OK, there was our textbook example of stupidity. Now for a dose of greed.
Cloudera Inc. in April ran headlong into the reality that it wasn't worth nearly as much as investors thought a few years ago. Shares of the business-software company have declined since its first closing day as a public company in April. Then on Friday Cloudera disclosed it plans to sell a fresh batch of stock to pay tax bills for employees paid in stock. Some of its pre-IPO stockholders or members of management are likely to sell, too. (The company's initial securities document didn't give details about the number of shares the company plans to sell, nor the identity of stockholders who may sell.)
There's rarely a great time for longtime investors to sell stock of a newly public company.
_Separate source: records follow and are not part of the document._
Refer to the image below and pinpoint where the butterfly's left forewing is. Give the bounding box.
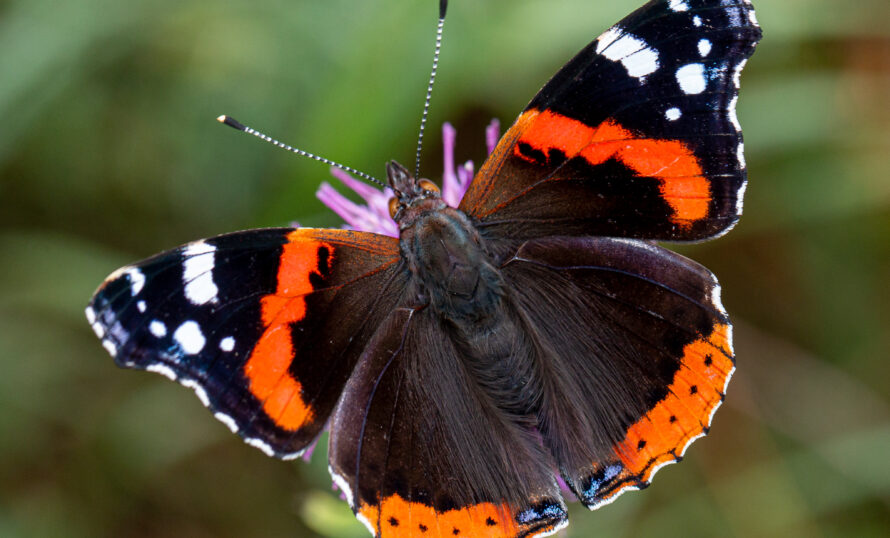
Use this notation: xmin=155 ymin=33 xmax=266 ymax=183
xmin=460 ymin=0 xmax=761 ymax=240
xmin=87 ymin=228 xmax=406 ymax=458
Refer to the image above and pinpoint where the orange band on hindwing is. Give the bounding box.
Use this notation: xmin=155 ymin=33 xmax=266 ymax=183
xmin=513 ymin=110 xmax=711 ymax=227
xmin=244 ymin=230 xmax=334 ymax=431
xmin=616 ymin=324 xmax=735 ymax=482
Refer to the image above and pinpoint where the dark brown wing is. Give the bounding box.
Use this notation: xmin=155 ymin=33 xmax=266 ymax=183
xmin=503 ymin=238 xmax=734 ymax=508
xmin=329 ymin=309 xmax=567 ymax=538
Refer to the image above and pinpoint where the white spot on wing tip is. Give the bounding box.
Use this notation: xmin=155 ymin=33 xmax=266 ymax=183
xmin=711 ymin=278 xmax=726 ymax=316
xmin=182 ymin=241 xmax=219 ymax=305
xmin=735 ymin=181 xmax=748 ymax=215
xmin=145 ymin=363 xmax=176 ymax=381
xmin=732 ymin=59 xmax=748 ymax=90
xmin=173 ymin=320 xmax=206 ymax=355
xmin=328 ymin=465 xmax=355 ymax=508
xmin=698 ymin=38 xmax=711 ymax=58
xmin=676 ymin=63 xmax=708 ymax=95
xmin=596 ymin=26 xmax=659 ymax=80
xmin=148 ymin=319 xmax=167 ymax=338
xmin=102 ymin=338 xmax=117 ymax=357
xmin=668 ymin=0 xmax=689 ymax=11
xmin=726 ymin=95 xmax=742 ymax=132
xmin=219 ymin=336 xmax=235 ymax=353
xmin=90 ymin=321 xmax=105 ymax=340
xmin=355 ymin=512 xmax=377 ymax=536
xmin=244 ymin=437 xmax=275 ymax=457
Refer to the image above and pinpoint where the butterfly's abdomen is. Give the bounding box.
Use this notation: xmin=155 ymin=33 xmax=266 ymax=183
xmin=402 ymin=208 xmax=538 ymax=414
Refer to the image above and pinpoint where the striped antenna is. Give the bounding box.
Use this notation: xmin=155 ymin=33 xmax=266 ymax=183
xmin=414 ymin=0 xmax=448 ymax=177
xmin=216 ymin=115 xmax=386 ymax=188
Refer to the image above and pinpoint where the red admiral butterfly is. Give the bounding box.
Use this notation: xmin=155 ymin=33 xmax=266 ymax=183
xmin=86 ymin=0 xmax=761 ymax=537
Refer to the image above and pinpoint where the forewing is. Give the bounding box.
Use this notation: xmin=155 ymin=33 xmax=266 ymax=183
xmin=460 ymin=0 xmax=761 ymax=240
xmin=503 ymin=238 xmax=734 ymax=508
xmin=86 ymin=228 xmax=407 ymax=458
xmin=329 ymin=309 xmax=567 ymax=538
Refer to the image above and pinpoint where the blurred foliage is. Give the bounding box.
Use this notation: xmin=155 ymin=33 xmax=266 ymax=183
xmin=0 ymin=0 xmax=890 ymax=538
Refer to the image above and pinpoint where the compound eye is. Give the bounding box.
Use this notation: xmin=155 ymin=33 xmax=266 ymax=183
xmin=417 ymin=179 xmax=439 ymax=192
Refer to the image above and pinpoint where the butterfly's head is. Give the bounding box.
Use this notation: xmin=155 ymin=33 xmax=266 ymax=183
xmin=386 ymin=161 xmax=446 ymax=228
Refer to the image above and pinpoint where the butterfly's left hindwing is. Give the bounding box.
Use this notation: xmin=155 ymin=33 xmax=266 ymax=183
xmin=87 ymin=229 xmax=406 ymax=458
xmin=503 ymin=237 xmax=735 ymax=508
xmin=460 ymin=0 xmax=760 ymax=240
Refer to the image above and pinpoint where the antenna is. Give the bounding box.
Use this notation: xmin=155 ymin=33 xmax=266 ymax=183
xmin=216 ymin=115 xmax=386 ymax=188
xmin=414 ymin=0 xmax=448 ymax=177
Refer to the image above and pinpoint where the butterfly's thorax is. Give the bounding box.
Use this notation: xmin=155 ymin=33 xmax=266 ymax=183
xmin=400 ymin=203 xmax=504 ymax=329
xmin=401 ymin=201 xmax=536 ymax=414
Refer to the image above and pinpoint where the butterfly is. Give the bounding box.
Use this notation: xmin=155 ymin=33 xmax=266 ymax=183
xmin=86 ymin=0 xmax=761 ymax=537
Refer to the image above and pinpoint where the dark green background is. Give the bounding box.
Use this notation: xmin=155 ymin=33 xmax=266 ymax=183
xmin=0 ymin=0 xmax=890 ymax=537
Five months after a wobbly market debut is definitely the worst time. Cloudera doesn't need more red flags. The company's stock fell about 5 percent Monday after Cloudera's disclosure about its additional stock sales.
Investors who grab shares in unproven young tech companies are already buying a lottery ticket. Those companies shouldn't add to the reasons for stock buyers to turn their back on stock debuts.
My Bloomberg View colleague Matt Levine is also dubious about a fund for tech IPO end-arounds.
Alex Barinka of Bloomberg News last week asked Blue Apron's CEO, Matt Salzberg, why the company made so many drastic business changes at the same time it was going public. "No company should sit still and do nothing," Salzberg said. "As we execute, over time people get to know us better in the public markets and they'll appreciate what we're doing."